Sur un présentoir au milieu du magasin se trouvent divers objets forme phallique certains à double extrémité, plus ou moins incurvés, de différentes couleur et souvent roses.
Je remarque encore des boîtes plastifiées à l’enseigne Fun Factory avec nombreux appareils de forme phallique type vibromasseur légèrement incurvés, à extrémité en forme de gland, avec la marque G2 Vibes, ou encore d’autres boîtes plastifiées avec la mention (…)
(…)
Petites boîtes avec des menottes, avec l’indication « menottes, attache moi »
Sur un autre présentoir, je note la présence de menottes, de phallus divers.
Sur une autre étagère, sur une pancarte à l’effigie de la marque 1969, avec l’indication « Pour la Saint Valentin découvrez les produits Love to Love toys et cosmétiques 1969 » et au droit de laquelle se trouvent divers produits « gel excitant » « crème après fessée »
En partie droite, sur un présentoir en verre, je remarque encore des objets à forme phallique, des anneaux en plastique (…)

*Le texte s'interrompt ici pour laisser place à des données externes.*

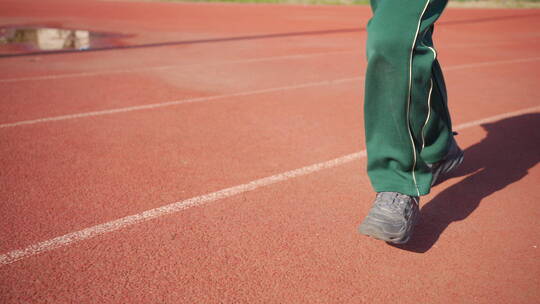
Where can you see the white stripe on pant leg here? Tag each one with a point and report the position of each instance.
(429, 98)
(409, 98)
(429, 113)
(91, 232)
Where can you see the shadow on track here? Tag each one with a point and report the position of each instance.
(503, 157)
(250, 37)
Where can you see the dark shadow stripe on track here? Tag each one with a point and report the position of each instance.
(251, 37)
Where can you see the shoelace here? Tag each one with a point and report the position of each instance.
(394, 201)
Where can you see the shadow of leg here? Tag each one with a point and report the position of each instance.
(510, 149)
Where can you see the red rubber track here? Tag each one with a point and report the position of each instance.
(288, 81)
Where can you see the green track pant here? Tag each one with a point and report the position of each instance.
(407, 122)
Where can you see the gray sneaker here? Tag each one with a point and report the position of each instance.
(392, 217)
(449, 163)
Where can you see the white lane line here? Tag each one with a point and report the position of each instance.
(91, 232)
(223, 96)
(240, 61)
(177, 102)
(171, 67)
(130, 220)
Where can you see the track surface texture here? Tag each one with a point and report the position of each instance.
(214, 154)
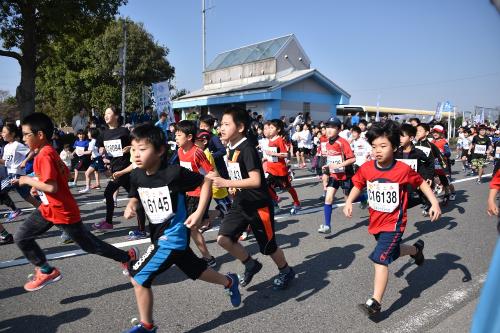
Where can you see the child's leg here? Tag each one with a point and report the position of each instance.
(380, 281)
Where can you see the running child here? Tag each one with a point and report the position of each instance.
(339, 157)
(277, 168)
(162, 191)
(480, 149)
(58, 207)
(386, 180)
(193, 158)
(251, 205)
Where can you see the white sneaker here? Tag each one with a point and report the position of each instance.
(324, 229)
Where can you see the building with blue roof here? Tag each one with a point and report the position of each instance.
(273, 78)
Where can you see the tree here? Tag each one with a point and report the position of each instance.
(80, 73)
(27, 27)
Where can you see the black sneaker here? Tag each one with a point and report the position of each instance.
(9, 239)
(419, 256)
(371, 307)
(247, 276)
(211, 261)
(282, 281)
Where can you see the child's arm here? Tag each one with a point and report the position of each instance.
(49, 187)
(435, 210)
(205, 197)
(355, 192)
(492, 202)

Je termine mes constatations vers 16h10 à l’intérieur du local en avisant Mme G* de mon intention de prendre des photos de la vitrine extérieure. En ressortant, je constate que le phallus de couleur rose visible par la vitrine de droite, par le troisième cœur, vu précédemment au début de mes constatations, a disparu »

Source : Robert O*, Procès verbal de constat, 14 février 2011, 6p.

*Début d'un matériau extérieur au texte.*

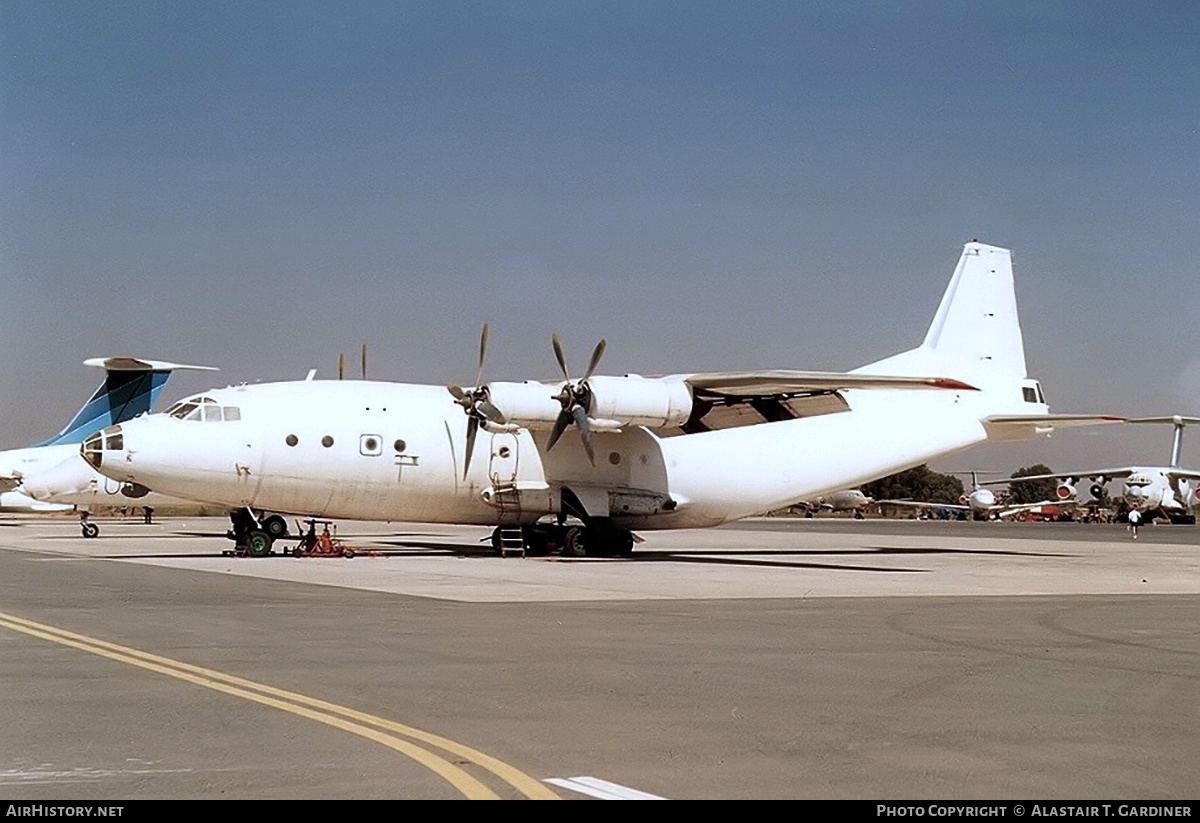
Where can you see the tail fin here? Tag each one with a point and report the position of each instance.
(976, 335)
(131, 386)
(976, 322)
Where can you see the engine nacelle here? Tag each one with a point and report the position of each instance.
(612, 402)
(637, 401)
(982, 498)
(528, 404)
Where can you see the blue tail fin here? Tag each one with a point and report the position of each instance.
(131, 388)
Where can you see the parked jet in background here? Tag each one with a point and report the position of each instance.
(678, 451)
(1170, 491)
(979, 503)
(51, 475)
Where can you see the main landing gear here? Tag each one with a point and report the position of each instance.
(253, 534)
(88, 528)
(595, 539)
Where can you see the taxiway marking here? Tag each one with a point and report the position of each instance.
(601, 788)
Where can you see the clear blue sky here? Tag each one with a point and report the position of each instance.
(261, 186)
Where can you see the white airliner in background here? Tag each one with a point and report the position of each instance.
(51, 475)
(1170, 491)
(678, 451)
(979, 503)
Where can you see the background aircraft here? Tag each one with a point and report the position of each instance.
(1170, 491)
(52, 476)
(979, 503)
(847, 499)
(678, 451)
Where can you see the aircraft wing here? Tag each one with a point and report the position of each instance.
(1027, 506)
(726, 400)
(922, 504)
(771, 383)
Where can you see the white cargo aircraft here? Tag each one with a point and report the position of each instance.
(665, 452)
(1171, 491)
(51, 475)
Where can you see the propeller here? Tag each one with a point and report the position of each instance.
(341, 364)
(575, 398)
(475, 403)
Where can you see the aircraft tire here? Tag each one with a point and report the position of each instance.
(575, 544)
(275, 526)
(258, 544)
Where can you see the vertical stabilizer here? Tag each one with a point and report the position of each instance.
(976, 323)
(131, 388)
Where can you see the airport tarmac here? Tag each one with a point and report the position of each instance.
(769, 659)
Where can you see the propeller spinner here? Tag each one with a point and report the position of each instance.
(575, 398)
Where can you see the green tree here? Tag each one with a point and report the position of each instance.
(918, 484)
(1033, 491)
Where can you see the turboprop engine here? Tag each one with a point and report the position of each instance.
(981, 498)
(611, 402)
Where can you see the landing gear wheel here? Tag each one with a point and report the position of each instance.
(258, 544)
(576, 542)
(275, 526)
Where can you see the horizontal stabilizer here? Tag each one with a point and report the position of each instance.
(785, 382)
(1054, 420)
(131, 388)
(137, 365)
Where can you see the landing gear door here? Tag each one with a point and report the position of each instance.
(503, 467)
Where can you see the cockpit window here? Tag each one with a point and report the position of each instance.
(204, 408)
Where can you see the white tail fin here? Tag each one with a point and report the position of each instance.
(977, 320)
(976, 335)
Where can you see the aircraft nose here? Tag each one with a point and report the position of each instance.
(107, 439)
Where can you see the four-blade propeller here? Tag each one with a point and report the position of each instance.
(575, 398)
(475, 403)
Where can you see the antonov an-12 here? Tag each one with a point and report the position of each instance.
(661, 452)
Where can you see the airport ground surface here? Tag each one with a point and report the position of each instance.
(773, 659)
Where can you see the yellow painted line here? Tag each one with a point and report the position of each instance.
(307, 707)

Ce conflit ne devient pas public avant avril 2011, par le biais de divers articles (dont une dépêche AFP).
Fin juin 2011, une première audience fixe la date du procès. C’est la 10e chambre du Tribunal de grande instance de Paris, et non pas la 17e chambre (qui s’occupe, habituellement, des délits en lien avec la presse), qui se retrouve en charge de cette affaire.

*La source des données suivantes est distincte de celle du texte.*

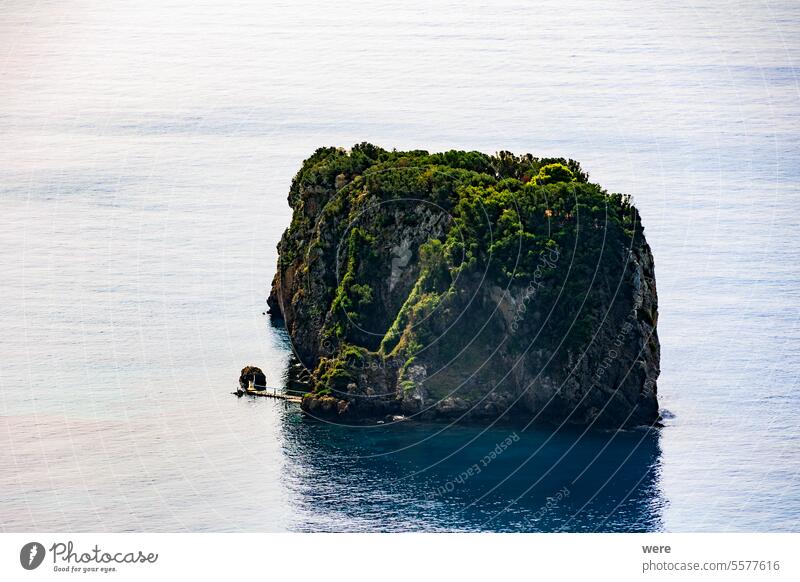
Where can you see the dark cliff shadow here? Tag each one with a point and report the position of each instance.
(428, 477)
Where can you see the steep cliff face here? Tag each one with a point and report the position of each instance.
(467, 287)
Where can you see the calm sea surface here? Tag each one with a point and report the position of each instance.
(147, 149)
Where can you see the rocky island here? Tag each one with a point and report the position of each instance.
(464, 286)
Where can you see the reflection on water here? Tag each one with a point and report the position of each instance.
(420, 476)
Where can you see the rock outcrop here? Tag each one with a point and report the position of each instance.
(254, 375)
(463, 286)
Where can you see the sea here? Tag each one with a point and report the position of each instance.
(146, 155)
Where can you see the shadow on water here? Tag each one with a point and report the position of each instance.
(428, 477)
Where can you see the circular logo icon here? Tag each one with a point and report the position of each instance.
(31, 555)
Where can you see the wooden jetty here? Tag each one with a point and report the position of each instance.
(293, 396)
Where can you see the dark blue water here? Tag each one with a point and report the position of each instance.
(146, 156)
(423, 477)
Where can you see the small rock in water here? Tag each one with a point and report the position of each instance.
(252, 374)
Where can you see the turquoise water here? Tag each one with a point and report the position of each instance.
(146, 157)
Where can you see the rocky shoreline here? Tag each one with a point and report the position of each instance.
(467, 287)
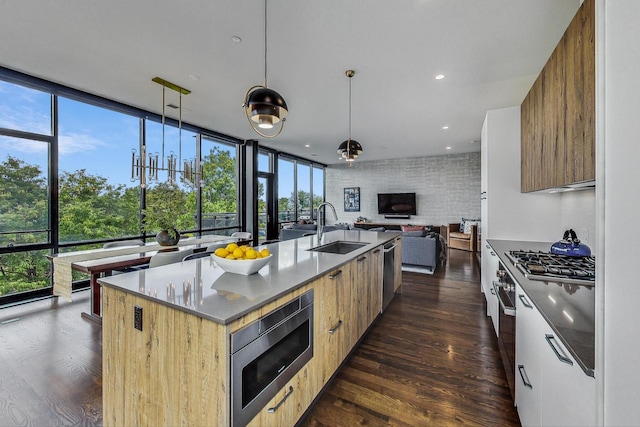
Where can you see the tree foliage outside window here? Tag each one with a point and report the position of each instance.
(89, 209)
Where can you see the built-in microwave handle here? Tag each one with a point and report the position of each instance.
(524, 301)
(286, 396)
(335, 328)
(561, 357)
(524, 376)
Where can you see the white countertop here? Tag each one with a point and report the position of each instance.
(202, 288)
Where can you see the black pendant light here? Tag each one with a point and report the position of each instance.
(264, 107)
(350, 149)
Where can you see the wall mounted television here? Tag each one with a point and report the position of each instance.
(397, 205)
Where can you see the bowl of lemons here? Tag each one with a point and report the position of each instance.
(243, 260)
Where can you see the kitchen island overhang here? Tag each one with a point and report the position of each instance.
(202, 288)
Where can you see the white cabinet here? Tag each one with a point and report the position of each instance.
(551, 389)
(568, 394)
(489, 267)
(527, 365)
(506, 212)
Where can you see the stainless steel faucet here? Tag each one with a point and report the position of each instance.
(320, 225)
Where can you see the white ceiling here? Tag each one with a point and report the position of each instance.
(490, 51)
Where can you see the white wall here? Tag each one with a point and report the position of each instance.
(618, 145)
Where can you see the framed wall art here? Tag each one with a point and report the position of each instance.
(352, 199)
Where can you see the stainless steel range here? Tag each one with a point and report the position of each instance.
(555, 268)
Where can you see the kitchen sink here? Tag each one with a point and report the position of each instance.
(339, 247)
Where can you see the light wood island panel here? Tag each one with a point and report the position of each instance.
(176, 371)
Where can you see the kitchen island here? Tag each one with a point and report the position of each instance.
(166, 330)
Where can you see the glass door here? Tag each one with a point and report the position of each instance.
(267, 221)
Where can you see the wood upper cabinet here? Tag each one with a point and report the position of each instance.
(558, 113)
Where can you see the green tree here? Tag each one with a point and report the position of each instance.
(90, 208)
(23, 200)
(23, 207)
(219, 182)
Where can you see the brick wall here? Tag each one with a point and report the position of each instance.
(447, 187)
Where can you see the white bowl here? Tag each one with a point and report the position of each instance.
(241, 266)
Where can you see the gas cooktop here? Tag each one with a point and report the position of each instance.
(555, 268)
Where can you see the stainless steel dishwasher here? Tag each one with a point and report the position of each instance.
(388, 273)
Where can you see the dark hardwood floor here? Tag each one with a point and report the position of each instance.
(431, 359)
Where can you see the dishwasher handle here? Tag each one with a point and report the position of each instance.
(390, 248)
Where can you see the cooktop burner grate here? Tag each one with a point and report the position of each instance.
(551, 267)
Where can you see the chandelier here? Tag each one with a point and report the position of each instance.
(145, 166)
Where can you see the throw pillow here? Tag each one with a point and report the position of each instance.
(413, 227)
(413, 233)
(304, 226)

Toute la question, dans cette affaire, est celle de l’extension de la définition de la pornographie. Car le magasin est s’est bien installé, et ce après 2007, à moins de 200 mètres d’une école. Le conflit ne porte pas sur la notion d'”installation” ni sur la manière de mesurer la distance entre le magasin et l’école.

Mais la défense du magasin attaqué va soulever aussi d’autres points dans ses “Conclusions au fond” (le mémoire écrit déposé avant l’audience).

– L’absence de photographie des objets :
Depuis un arrêt de la Cour de cassation en 1970, les condamnations pour outrage aux bonnes mœurs notamment devaient décrire en quoi les images “étaient contraires aux bonnes mœurs”. La photographie des lieux et des objets (on le voit assez bien dans les “dossiers de procédure” conservés aux Archives de Paris) devient alors, dans le travail policier, une obligation.
Or dans le cas présent, l’huissier n’a pas fourni de photographie des objets, il a limité son constat à des descriptions rapides (“phallique”, “conique”…) et à la citation des notices.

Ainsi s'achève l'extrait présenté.